Son zamanlarda teknolojide görülen ilerlemeler PLM platformunda tasarımı gerçekleştirilen ürünlere de yansıyıp bu ürünlerin sanal ortamdaki tasarım sürelerinin azaltılması çok önemlidir. Günümüzde, PLM’e ilişkin tersinir mühendislik sürecinde dizayn edilen modellerde genellikle lazer tarama, fotogrometrik görüntüleme, X-Ray, BT ya da MR kesitlerinden yararlanılarak ve bunların 3D yazılımlarda değerlendirilmesiyle tasarımları gerçekleştirilmektedir.

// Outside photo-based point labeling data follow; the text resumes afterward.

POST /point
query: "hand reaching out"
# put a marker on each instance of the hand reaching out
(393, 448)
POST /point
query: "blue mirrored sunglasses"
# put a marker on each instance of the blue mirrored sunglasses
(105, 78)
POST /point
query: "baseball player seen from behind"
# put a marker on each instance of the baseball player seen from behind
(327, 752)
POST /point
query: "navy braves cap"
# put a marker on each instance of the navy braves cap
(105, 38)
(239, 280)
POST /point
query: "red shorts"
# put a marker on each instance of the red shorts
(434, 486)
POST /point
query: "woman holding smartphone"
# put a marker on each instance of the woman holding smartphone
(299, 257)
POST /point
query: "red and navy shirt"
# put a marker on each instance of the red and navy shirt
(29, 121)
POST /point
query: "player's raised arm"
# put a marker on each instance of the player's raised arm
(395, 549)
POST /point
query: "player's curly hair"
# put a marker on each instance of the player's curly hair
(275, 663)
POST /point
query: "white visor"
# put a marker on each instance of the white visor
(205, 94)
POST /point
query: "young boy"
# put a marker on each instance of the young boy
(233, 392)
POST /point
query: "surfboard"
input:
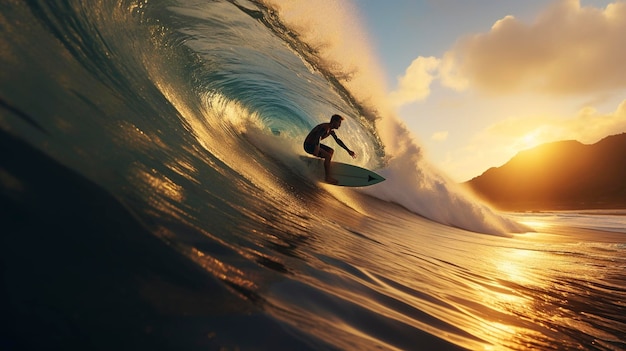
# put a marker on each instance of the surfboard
(347, 175)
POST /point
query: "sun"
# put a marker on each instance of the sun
(529, 140)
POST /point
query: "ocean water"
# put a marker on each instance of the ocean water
(153, 198)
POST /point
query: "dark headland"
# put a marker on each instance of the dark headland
(563, 175)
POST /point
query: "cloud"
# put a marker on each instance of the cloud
(569, 49)
(587, 126)
(415, 84)
(440, 136)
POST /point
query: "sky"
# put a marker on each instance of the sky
(477, 81)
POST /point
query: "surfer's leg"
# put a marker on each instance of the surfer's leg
(327, 154)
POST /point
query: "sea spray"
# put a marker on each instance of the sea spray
(412, 181)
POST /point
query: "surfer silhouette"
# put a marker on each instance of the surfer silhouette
(312, 144)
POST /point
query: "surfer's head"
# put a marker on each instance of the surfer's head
(335, 121)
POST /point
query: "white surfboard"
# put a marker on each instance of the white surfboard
(347, 175)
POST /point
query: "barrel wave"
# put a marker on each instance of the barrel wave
(155, 197)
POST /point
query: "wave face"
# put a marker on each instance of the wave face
(191, 116)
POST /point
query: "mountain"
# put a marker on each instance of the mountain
(559, 176)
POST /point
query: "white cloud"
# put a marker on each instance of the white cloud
(568, 49)
(415, 84)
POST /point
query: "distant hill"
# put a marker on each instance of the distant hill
(560, 175)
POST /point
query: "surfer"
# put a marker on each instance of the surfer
(312, 144)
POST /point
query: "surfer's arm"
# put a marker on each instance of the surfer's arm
(340, 143)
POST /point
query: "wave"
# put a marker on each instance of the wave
(233, 75)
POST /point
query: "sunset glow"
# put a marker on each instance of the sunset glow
(497, 78)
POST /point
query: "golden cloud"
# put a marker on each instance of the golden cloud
(569, 49)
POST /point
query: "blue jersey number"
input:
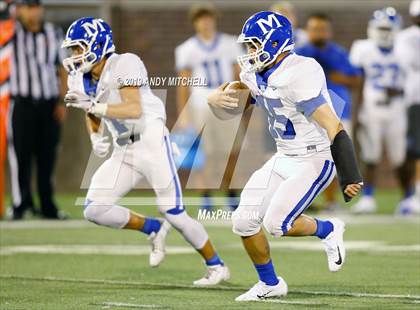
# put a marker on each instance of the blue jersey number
(381, 71)
(209, 66)
(274, 118)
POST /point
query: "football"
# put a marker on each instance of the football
(244, 96)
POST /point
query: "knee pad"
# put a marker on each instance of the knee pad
(106, 215)
(170, 201)
(243, 225)
(273, 227)
(192, 230)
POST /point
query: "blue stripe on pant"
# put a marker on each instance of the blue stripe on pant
(179, 207)
(307, 199)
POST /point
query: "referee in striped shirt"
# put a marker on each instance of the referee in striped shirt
(38, 81)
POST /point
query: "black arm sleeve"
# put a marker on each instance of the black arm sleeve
(345, 161)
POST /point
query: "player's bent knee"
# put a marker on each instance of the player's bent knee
(243, 226)
(91, 212)
(273, 227)
(106, 215)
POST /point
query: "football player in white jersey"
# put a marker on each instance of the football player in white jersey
(109, 87)
(382, 112)
(407, 47)
(310, 140)
(210, 56)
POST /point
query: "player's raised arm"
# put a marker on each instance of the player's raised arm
(342, 151)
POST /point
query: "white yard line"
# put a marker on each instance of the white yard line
(349, 219)
(126, 250)
(414, 298)
(110, 304)
(293, 302)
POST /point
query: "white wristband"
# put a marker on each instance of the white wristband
(99, 109)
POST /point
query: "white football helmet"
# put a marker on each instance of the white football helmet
(383, 27)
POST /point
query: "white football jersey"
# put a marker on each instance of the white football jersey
(381, 71)
(290, 92)
(407, 48)
(120, 70)
(210, 62)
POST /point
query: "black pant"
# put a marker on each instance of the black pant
(35, 136)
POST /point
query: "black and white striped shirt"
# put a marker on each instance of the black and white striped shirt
(37, 56)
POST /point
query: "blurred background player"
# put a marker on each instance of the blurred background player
(288, 10)
(341, 78)
(407, 50)
(135, 117)
(38, 81)
(382, 113)
(6, 48)
(210, 56)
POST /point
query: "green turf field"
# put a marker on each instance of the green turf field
(76, 265)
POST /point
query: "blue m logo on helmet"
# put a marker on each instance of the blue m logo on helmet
(266, 35)
(89, 40)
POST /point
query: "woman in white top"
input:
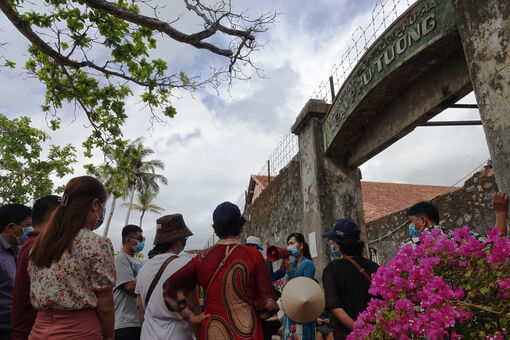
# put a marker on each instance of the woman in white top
(158, 322)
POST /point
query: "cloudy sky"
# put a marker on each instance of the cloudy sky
(217, 140)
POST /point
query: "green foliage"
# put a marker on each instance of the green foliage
(94, 90)
(94, 55)
(25, 173)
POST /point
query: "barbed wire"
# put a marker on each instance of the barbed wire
(281, 155)
(383, 15)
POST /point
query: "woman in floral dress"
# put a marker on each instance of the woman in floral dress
(301, 266)
(72, 270)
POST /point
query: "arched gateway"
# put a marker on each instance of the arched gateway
(430, 57)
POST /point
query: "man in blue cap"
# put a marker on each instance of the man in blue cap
(346, 280)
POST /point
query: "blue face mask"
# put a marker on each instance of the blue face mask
(139, 246)
(334, 251)
(293, 250)
(21, 239)
(413, 231)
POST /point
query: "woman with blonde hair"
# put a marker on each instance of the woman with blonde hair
(71, 269)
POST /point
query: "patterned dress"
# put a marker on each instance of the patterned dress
(293, 330)
(239, 294)
(72, 282)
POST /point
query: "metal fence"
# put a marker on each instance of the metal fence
(383, 15)
(285, 150)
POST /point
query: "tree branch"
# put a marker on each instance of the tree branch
(163, 27)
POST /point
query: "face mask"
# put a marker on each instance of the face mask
(334, 251)
(21, 239)
(413, 231)
(293, 250)
(99, 220)
(139, 246)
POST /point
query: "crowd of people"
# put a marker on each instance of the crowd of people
(60, 280)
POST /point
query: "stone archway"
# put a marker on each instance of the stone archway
(430, 57)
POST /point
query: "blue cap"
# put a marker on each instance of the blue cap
(226, 212)
(344, 228)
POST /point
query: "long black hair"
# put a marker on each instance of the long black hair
(301, 239)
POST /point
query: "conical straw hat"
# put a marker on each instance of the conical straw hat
(302, 299)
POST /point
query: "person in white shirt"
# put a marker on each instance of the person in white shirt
(158, 322)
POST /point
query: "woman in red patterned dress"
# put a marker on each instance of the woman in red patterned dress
(236, 284)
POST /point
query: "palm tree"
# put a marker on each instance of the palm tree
(143, 172)
(144, 199)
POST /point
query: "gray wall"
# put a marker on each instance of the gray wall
(278, 211)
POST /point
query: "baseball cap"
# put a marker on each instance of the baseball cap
(344, 228)
(226, 213)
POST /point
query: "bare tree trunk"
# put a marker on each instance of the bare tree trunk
(132, 194)
(141, 217)
(110, 215)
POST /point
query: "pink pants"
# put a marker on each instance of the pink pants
(66, 325)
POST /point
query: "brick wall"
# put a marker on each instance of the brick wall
(470, 205)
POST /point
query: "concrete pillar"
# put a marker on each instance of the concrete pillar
(485, 33)
(330, 190)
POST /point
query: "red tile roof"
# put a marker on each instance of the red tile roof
(263, 181)
(381, 199)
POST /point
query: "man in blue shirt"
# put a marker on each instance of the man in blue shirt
(15, 223)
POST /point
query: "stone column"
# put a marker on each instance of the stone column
(484, 28)
(330, 190)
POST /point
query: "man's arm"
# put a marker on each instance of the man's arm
(141, 311)
(344, 318)
(125, 275)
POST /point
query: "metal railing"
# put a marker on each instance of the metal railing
(281, 155)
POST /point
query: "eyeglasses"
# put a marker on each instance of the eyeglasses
(141, 238)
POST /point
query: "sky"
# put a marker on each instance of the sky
(218, 139)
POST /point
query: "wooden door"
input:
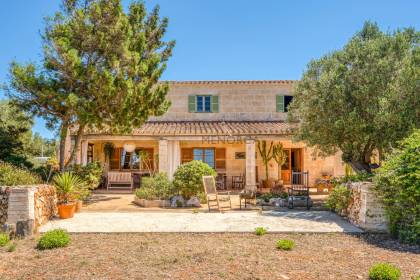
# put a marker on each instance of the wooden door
(286, 169)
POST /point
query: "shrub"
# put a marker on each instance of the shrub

Son 30 yıldır, tersinir mühendislikte bu tekniklerin kullanılmasıyla özelikle katı modele ilişkin segmentasyon aşamalarını otomatik olarak yapabilen için birçok algoritmanın gelişmesine olanak tanımıştır. Bunun yanında da bu yaklaşımların kullanılmasıyla PLM uygulamalarında bir hayli derecede ilerlemeler kaydedilmiştir. Diğer taraftan, PLM’e ait tersinir mühendislik sürecinde, sanal ürün modellerine ilişkin kaydedilen tüm bu ilerlemelere rağmen, insanın bilişsel motor kabiliyetinin (hissetme) hâlihazırda bu araçlardan devre dışı olduğunu görmekteyiz. Dolayısıyla, PLM’e ait tersinir mühendislik sürecinin performansının artırmak için bütünleşik sayısal teknolojik araçlardan ve insanın bilişsel sisteminden yararlanılarak, geleneksel prosedürlerden farklı olan yeni konseptlerin geliştirilmesine ihtiyaç duyulmaktadır.

Önerdiğimiz bu araştırmanın temel amacı, sanal ürün geliştirme sürecinde harcanan süreyi azaltmak ve bu ürünün dokunma duyusuyla sanal ortamda hissedilebilmesini sağlamak için yeni ve inovatif bir insan-makine PLM haptik sistemi geliştirip insan katılımcıları üzerindeki başlangıç etkinliğini belirlemektir. Bütünleşik insan-makine PLM haptik yaklaşımının geliştirilmesinde; tersinir mühendislik araçlarından, sensör ağlarından, insanın sinir sisteminden, sinyal işleme tekniklerinden, istatistiksel yöntemlerden, psikofizik prosedürlerden ve haptik teknolojiler gibi birçok disiplinden yararlanılır. Araştırma, başlangıçta farklı yüzey pürüzlülüğüne sahip değişik levhalar daha sonrada bir cep telefonu kasası üzerine uygulanması planlanmaktadır. Önce, ürünlere ilişkin geometriler tarama cihazıyla çıkartılır. Daha sonra, bu ürünlere ilişkin mekanik özellikleri belirlemek ve bunları haptik  yaklaşımda kullanmak amacıyla bunların yüzeylerine ivmeölçerler yerleştirilerek sarstırıcı ile titreştirilir. İvmeölçerlerden alınan veriler ön işleme tekniklerine tabi tutularak mod frekansları çıkartılır. Sonra, gerçek ürüne ait malzeme özelliklerini tespit etmek için (elastisite katsayısı) bu ürünün sanal geometrisi üzerinde bilgisayar ortamında modal simülasyonlar gerçekleştirilir. Sanal simülasyonlarda başlangıçta küçük bir elastisite değeri atanıp çözüm başlatılır. Deneysel olarak ölçülen birinci mod frekansı, nümerik simülasyonla elde edilinceye elastite modülü çözümde yenilenir. Daha sonra, sanal ürün geometrisiyle birlikte elde edilen mekanik katsayılar, haptik PLM yaklaşımında kullanılıp, insanların bu ürünleri dokunma duyularıyla algılayabilme düzeyleri test edilmesi amaçlanmaktadır. Geliştirilmesi planlanan, bu yaklaşımın PLM’e ait ürünlerin algılanmasında ve özellikle, modelleme aşamasında harcanan sürenin azaltacağını öngörmekteyiz.